The Delta Heritage collection is just one of many online sources providing researchers with information on African Americans in history. Some additional collections that may be of interest are listed below.
The African American Experience in Ohio 1850 – 1920 is a project of the Ohio Historical Society that features over 30,000 pages scanned from newspapers, manuscripts, pamphlets, photographs and prints, serials relating to African Americans life in Ohio between 1850 and 1920.
The Oral History Digital Collection of Maag Library includes several oral histories recorded by local African Americans.
Underground Railroad Collections and History WORKS: The Influence of the Modern Civil Rights Movement on US Foreign and Domestic Policy are two exhibitions compiled from Ohio Memory Online Scrapbook.

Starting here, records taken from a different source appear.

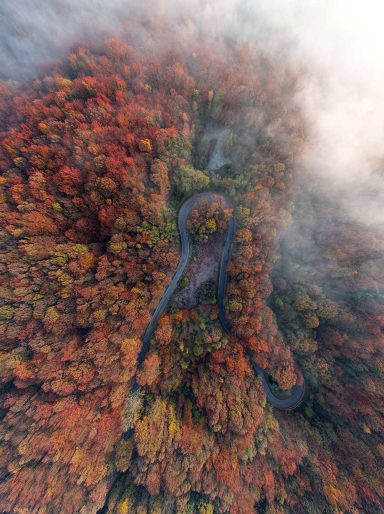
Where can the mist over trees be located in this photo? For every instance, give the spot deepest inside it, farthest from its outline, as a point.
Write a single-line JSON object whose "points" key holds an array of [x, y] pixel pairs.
{"points": [[97, 153]]}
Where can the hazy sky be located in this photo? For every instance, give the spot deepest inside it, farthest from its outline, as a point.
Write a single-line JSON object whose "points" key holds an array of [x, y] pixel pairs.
{"points": [[340, 43]]}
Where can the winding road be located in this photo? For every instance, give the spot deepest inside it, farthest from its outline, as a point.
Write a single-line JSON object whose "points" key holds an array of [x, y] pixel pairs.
{"points": [[298, 391]]}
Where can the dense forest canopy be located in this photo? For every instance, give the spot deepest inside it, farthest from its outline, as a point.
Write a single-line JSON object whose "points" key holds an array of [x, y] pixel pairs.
{"points": [[97, 154]]}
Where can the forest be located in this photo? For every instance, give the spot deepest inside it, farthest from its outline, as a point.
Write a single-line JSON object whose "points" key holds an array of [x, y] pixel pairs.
{"points": [[97, 154]]}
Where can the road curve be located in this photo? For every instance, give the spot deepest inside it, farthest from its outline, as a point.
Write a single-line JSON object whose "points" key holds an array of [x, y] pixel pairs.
{"points": [[298, 391]]}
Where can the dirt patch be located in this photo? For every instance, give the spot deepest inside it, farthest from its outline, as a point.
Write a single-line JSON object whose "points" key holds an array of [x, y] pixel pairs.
{"points": [[202, 268]]}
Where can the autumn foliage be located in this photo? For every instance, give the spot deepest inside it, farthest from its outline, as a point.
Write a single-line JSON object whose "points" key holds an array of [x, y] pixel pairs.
{"points": [[96, 156]]}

Voices of Civil Rights is a project of the AARP, the Leadership Conference on Civil Rights, and the Library of Congress, preserving personal stories of Americans involved in the movement for civil rights. An online exhibition of the project is available on the Library of Congress website.
African American Odyssey is an online exhibit from the Library of Congress’s American Memory Project detailing African American history through relevant rare books, government documents, manuscripts, maps, musical scores, plays, films, and recordings in the Library’s collection. The exhibit is divided into nine chronological collections: Slavery–The Peculiar Institution, Free Blacks in the Antebellum Period, Abolition, The Civil War, Reconstruction, Booker T. Washington Era, World War I and Postwar Society, Depression, New Deal, and World War II, and Civil Rights. Additional digital collections include The Frederick Douglass Papers at the Library of Congress, Jackie Robinson and Other Baseball Highlights, 1860s-1960s, Born in Slavery: Slave Narratives from the Federal Writers’ Project, 1936-1938, From Slavery to Freedom: The African-American Pamphlet Collection, 1824-1909, and Slaves and the Courts, 1740-1860.

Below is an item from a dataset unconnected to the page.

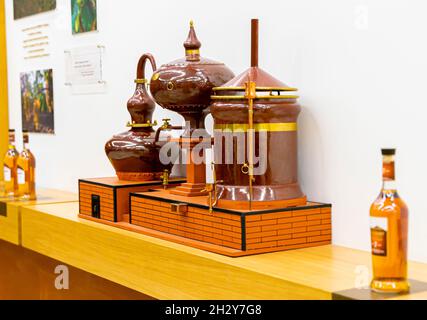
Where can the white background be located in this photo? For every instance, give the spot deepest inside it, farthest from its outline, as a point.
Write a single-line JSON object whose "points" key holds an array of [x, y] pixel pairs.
{"points": [[361, 67]]}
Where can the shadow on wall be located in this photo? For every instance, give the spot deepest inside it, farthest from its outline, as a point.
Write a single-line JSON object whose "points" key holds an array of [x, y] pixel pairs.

Sources of Images on African American History is the Library of Congress Prints and Photographs Division’s collection of images pertaining to African American history. The library has prepared some reference aids which may assist in narrowing searches topically.
“With an Even Hand”: Brown v. Board of Education at Fifty is a Library of Congress exhibition commemorating the 50th anniversary of the Brown decision.
The Library of Congress’s Learning Pages includes a Civil Rights-themed page of classroom resources that will be of use to teachers and students.
Digital Schomburg is the digital library of the Schomburg Center for Research in Black Culture, also including online exhibits.
World Wide Web Virtual Library features an extensive collection of links to websites, exhibitions, and full-text resources under the African American History subject heading, arranged chronologically and thematically.
Television News of the Civil Rights Era 1950 – 1970 is a collection of streaming videos of news broadcasts pertaining to the civil rights movement from 1950 to 1970 from the University of Virginia Library. The University of Virginia library also features the Jackson Davis Collection of African American Educational Photographs and a vast selection of electronic books by or pertaining to African Americans in the Electronic Text Center.
JSTOR is a digital archive of scholarly material. Its collections can be browsed by journal name (including nine African American studies journals) or searched by natural language.